Perhaps the meaning of the story is that you must look deep rather than far if you want to unlock any of the secrets of the universe.

In Day for Night, Frederick Reiken proves that it is possible to tell a complex and fascinating story that functions to entertain and enlighten and, at the same time, to explore the function of story itself and the importance of fiction in bearing witness to real, lived horror.

Where Martel struggled and resorted to muddled metaphors and shock-value surprise twists, Reiken shines by giving his characters the voice and insight to examine their experiences—however horrific—from a crucial and critical distance. Says one character, reflecting on her time in a Auschwitz and the way in which giving up allowed her to go on:

I did not care if I lived or died. I did not care about anything that was done to me. I did not care, at a certain point, what was done to others.
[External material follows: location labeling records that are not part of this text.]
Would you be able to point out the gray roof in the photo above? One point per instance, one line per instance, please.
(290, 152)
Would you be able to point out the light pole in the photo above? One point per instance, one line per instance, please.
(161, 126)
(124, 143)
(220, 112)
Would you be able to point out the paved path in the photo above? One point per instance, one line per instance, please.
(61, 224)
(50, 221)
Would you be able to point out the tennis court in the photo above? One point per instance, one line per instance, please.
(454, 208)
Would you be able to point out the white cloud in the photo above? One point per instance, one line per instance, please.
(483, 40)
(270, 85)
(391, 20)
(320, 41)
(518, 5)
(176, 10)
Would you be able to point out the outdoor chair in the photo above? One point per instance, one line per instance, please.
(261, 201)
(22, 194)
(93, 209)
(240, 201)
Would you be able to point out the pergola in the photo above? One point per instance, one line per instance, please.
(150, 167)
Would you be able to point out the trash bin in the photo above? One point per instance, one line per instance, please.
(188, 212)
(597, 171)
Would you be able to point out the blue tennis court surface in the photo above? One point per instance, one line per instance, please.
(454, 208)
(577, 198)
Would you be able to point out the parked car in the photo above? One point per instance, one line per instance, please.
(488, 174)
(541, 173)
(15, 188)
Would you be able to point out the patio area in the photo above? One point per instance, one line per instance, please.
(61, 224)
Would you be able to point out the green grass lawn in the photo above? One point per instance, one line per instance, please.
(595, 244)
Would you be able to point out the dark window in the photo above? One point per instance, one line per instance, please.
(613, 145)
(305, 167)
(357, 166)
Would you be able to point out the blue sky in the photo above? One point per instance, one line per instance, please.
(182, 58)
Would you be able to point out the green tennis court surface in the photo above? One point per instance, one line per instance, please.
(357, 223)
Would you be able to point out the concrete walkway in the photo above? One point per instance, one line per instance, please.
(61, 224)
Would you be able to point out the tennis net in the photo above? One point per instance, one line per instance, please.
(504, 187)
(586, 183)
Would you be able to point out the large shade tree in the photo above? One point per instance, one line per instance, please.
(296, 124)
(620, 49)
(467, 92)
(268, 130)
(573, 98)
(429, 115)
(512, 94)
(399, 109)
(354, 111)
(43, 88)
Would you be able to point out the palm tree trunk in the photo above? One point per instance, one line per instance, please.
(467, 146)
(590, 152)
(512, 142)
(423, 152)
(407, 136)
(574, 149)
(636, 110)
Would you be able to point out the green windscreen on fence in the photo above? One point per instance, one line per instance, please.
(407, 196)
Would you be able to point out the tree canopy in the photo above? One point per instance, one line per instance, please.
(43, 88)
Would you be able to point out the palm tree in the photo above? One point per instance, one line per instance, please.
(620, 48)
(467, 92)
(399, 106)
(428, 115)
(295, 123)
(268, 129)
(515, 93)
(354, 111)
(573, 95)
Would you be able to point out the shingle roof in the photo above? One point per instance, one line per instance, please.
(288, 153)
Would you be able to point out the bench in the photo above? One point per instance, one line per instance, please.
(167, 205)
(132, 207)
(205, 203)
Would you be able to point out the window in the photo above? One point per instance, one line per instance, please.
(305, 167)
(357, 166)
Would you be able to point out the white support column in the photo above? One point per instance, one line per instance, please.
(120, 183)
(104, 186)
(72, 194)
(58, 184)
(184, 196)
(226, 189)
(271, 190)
I didn’t live because I was virtuous. I am called a survivor, but I survived only because I did not care. Because this made it harder for them to torture me. Because they knew that living was my torture. This is the dark corner of my soul and I do not think, if there is a heaven, I will go to it.

Sure, you could read and enjoy Day for Night just for what sits on the surface, for the complex and intriguing web Reiken weaves between his characters, but there is much, much more to this fine novel, and what I’ve given you here is just a taste.

Conclusion: Frederick Reiken’s Day for Night is, without a doubt, pantyworthy.

If you have a minute, I’d love to hear what you think about this format. I wanted to shake things up a bit and am thinking about doing these posts in lieu of formal reviews every now and then. Thanks!